FOTO: © Thomas Aurin

Jüdischer Salon

Das sagt der/die Veranstalter:in:

Was hat denn Antisemitismus mit den Juden zu tun?
Wie „Antisemitismus“ instrumentalisiert wird.

Mit: Eva Menasse und Mariam Lau

Antisemitismus ist ein wunderbares Allzweck-Instrument, ein bisschen wie der Ma(g)gie Würfel. Sobald ein Stück davon in ein Gericht gemischt wird, werden alle Zutatennuancen übertönt und es schmeckt einfach nur noch vertraut. Comfort food!

Antisemitismus passt immer, um jemand zu diskreditieren, am liebsten nach links.

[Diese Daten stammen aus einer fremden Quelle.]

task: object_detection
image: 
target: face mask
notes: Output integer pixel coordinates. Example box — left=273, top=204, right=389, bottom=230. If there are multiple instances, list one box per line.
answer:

Was haben Juden mit der Bayrischen Aiwanger-/Söder-Problematik zu tun?

Mariam Lau sagt, im berühmten Flugblatt sei nicht einmal das Wort „Jude“ geschrieben, das Blatt aber wohl ein Nazipamphlet.

Ist das Nazitum nur für Juden eine Bedrohung? Betrifft es nicht unsere ganze Gesellschaft?

Dass Juden dann angerufen werden, um Herrn Aiwanger seine Jugendsünde zu verzeihen, ist Hohn und zynisch. Eine Instanz zur Absolution? Und es macht eine neue Falle auf: verzeihen sie nicht, dann ist der/diejenige das Opfer und die Juden die Täter.

Wichtige Debatten werden schnell mit dem Vorschlaghammer „Antisemitismus“ im Keim erstickt. Sie müssen aber geführt werden, um der Angst, der Instrumentalisierung eines Antisemitismus, der nicht mal weiß, was Juden sind – und dem Alarmismus – zu begegnen. Kommt fast einem Wunschdenken gleich, wenn schon jetzt für viele klar ist, dass die AfD Mehrheiten bei den kommenden Wahlen erringen wird?

Wir freuen uns sehr, dass sich Eva Menasse und Mariam Lau bereit erklärt haben, unserer Einladung zu folgen und miteinander über diese Themen zu diskutieren.

 

Eva Menasse, Autorin Journalistin u.a. für die Zeit.

Geboren 1970 in Wien, begann als Journalistin und debütierte im Jahr 2005 mit dem Familienroman »Vienna«. Es folgten Romane und Erzählungen (»Lässliche Todsünden«, »Quasikristalle«, »Tiere für Fortgeschrittene«), die vielfach ausgezeichnet und übersetzt wurden. Preise (Auswahl): Heinrich-Böll-Preis, Friedrich-Hölderlin-Preis, Jonathan-Swift-Preis, Österreichischer Buchpreis, Bruno-Kreisky-Preis, Jakob-Wassermann-Preis und das Villa-Massimo-Stipendium in Rom. Eva Menasse betätigt sich zunehmend auch als Essayistin und erhielt dafür 2019 den Ludwig-Börne-Preis. Ihr letzter Roman »Dunkelblum« war ein Bestseller und wurde in neun Sprachen übersetzt. Sie lebt seit über 20 Jahren in Berlin.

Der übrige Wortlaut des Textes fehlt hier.